Karena rumah Renfrew ini disewakan unfurnished, maka kami nyicil berburu perabotan sejak beberapa bulan sebelum pindahan. Kami memanfaatkan momen sale besar-besaran seperti Black Friday (24 November), Boxing Day (26 Desember), dan year end sale untuk beli perabotan baru. Perabotan bekas kami cari melalui Facebook Marketplace atau dari teman-teman Indonesia yang mau back for good. Dengan kombinasi itu kami bisa menekan anggaran utk ngisi  rumah. Sebagian uang untuk beli perabot ini menggunakan deposit Kahu yang dikembalikan landlord saat kami pindah. Sebagian lagi disponsori si Bapang. Wkwkwkwkw. Daku amat sangat bahagia karena dapet barang-barang bagus dan murah. 

Setelah 2 bulan tinggal di Renfrew, akhirnya semua proses pindahan dan beli-beli perabotnya bisa selesai juga. Inilah potret rumah kami yang sekarang. Rumah kami di Renfrew ini punya 4 kamar, 1 kamar mandi, 1 tambahan kloset, garasi mobil yang luar biasa besar dengan gudang di dalamnya, dan halaman depan serta belakang yang luas. Tiap kamar juga punya build-in wardrobe. 

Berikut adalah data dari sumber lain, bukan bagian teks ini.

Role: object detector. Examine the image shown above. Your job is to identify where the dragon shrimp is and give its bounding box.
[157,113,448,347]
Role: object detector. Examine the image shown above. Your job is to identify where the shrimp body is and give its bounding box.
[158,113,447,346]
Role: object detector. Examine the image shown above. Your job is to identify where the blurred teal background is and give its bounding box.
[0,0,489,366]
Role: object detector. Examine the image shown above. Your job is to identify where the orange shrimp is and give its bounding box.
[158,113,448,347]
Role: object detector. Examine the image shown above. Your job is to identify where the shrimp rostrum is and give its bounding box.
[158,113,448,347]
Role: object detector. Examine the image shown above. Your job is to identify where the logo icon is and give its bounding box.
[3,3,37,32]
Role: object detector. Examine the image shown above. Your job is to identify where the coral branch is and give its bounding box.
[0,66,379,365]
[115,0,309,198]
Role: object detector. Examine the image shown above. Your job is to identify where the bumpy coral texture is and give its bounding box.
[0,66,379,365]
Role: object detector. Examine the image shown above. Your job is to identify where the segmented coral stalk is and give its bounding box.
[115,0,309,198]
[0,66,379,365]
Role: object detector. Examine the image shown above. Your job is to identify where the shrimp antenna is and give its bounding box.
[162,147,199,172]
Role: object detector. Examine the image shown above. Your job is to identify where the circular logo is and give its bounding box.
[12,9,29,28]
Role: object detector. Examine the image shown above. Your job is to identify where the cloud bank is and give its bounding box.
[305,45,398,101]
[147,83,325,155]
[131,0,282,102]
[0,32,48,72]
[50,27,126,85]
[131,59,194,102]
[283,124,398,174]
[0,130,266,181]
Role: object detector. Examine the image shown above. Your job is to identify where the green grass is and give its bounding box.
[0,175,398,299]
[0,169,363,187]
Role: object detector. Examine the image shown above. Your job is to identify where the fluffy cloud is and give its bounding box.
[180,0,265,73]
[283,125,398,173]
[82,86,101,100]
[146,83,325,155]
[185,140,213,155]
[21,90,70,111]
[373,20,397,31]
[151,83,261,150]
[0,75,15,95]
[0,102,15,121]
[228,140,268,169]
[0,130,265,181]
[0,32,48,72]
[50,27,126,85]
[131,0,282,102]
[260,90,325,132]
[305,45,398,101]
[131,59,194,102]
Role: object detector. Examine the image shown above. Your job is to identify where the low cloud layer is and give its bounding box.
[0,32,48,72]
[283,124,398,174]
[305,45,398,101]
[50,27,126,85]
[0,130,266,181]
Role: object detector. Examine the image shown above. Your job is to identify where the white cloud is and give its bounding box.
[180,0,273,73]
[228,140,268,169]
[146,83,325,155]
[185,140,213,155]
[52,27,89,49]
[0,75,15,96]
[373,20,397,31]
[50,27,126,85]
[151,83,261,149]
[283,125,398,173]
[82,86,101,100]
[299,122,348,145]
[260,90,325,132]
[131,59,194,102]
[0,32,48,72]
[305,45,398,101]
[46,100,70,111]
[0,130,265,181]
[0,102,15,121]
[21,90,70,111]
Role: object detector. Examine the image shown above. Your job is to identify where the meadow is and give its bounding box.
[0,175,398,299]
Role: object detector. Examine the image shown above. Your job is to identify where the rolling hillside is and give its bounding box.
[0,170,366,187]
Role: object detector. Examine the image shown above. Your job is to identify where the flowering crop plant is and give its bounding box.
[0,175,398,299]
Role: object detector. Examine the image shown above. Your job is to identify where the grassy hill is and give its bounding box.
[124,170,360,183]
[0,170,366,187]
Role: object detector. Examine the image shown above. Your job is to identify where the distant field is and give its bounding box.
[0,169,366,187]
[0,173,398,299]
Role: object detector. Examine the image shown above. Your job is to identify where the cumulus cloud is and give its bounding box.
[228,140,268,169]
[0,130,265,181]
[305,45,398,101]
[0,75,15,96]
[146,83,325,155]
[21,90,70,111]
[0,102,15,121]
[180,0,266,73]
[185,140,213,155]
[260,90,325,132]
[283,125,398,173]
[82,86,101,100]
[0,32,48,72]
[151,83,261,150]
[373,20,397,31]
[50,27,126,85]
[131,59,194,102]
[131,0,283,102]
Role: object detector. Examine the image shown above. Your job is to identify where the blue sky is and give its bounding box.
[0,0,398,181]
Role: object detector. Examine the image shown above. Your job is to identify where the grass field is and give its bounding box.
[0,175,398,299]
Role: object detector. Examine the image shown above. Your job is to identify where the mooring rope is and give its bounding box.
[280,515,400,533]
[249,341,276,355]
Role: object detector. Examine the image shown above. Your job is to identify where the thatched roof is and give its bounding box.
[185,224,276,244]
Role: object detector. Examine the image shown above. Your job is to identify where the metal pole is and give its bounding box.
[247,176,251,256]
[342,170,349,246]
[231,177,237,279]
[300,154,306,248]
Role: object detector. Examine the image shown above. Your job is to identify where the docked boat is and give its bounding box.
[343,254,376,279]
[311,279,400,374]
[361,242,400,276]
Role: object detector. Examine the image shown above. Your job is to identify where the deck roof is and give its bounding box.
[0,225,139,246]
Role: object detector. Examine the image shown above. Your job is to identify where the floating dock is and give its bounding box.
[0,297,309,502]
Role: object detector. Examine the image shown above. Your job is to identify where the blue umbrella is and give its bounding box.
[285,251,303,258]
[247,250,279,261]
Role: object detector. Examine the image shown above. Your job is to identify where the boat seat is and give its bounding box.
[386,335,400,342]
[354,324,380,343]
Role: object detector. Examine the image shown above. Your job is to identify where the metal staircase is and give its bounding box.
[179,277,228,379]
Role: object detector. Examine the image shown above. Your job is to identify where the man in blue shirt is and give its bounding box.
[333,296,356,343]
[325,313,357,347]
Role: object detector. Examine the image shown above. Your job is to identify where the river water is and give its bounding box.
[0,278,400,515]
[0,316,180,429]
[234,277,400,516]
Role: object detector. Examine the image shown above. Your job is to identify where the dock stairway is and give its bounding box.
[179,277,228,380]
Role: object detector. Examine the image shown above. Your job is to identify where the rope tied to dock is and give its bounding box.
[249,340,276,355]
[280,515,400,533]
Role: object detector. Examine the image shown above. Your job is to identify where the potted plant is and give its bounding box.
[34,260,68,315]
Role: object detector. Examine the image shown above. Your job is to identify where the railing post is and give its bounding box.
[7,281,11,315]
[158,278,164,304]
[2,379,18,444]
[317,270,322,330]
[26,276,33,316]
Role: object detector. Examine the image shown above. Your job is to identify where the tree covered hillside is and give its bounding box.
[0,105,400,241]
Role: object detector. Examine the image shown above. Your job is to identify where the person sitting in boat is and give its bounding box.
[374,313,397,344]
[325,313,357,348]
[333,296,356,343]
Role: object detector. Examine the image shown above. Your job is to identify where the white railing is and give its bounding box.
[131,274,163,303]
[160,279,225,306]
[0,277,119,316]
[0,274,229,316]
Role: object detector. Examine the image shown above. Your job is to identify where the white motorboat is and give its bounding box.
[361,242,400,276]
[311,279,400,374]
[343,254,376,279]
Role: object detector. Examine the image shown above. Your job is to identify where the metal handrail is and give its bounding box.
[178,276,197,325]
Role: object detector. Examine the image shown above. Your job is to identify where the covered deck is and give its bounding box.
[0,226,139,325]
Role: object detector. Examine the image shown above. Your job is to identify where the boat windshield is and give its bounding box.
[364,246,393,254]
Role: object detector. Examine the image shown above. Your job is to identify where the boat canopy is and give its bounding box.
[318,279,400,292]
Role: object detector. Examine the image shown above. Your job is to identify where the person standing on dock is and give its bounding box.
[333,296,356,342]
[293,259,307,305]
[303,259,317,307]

Rumah Renfrew lebih dekat ke sekolah Mas Rama daripada sekolahnya Mas Dewa dan Betari. Jadi sekarang Mas Rama pulang pergi jalan kaki. Sementara Mas Dewa dan Betari berangkat sekolah diantar bapaknya dan pulang naik bus. Ibunya udah beberapa kali mengawani mereka naik bus sebelum akhirnya dibolehkan naik bus berdua aja. Saat ini Mas Dewa udah pindah ke SMP, namun jarak SMPnya ke sekolah adiknya cukup dekat. Sepulang sekolah, Mas Dewa nyamper adiknya dan mereka akan jalan ke halte bus sama-sama. Mereka harus turun di halte ketiga dari halte dekat sekolahnya lalu jalan kaki melintasi playground untuk pulang ke rumah. Anak-anak kecil ini juga diberi arahan mengenai apa yang terjadi kalau mereka terlalu cepat atau terlalu lambat memencet tombol STOP. Karena kami ga pindah terlalu jauh dari Kahu, maka anak-anak sudah sangat familiar dengan wilayah-wilayah tersebut. Bahkan mereka udah berani jalan kaki utk jajan di mal yang paling dekat dengan rumah. Selama ini semuanya lancar-lancar aja. Mudah-mudahan akan begitu untuk seterusnya. 

Dengan rumah sebesar dan sebagus ini (dan lokasinya juga sangat strategis) tentu sewanya ga murah. Wkwkwkwkw. Tapi insya allah kami ga pernah hidup di luar kemampuan kami. Jadi inipun masih dalam budget yang kami tetapkan. Semoga rejeki kami selalu lancar dan ga perlu pindah rumah lagi selama tinggal di sini. Amiin ya rabbal alamin.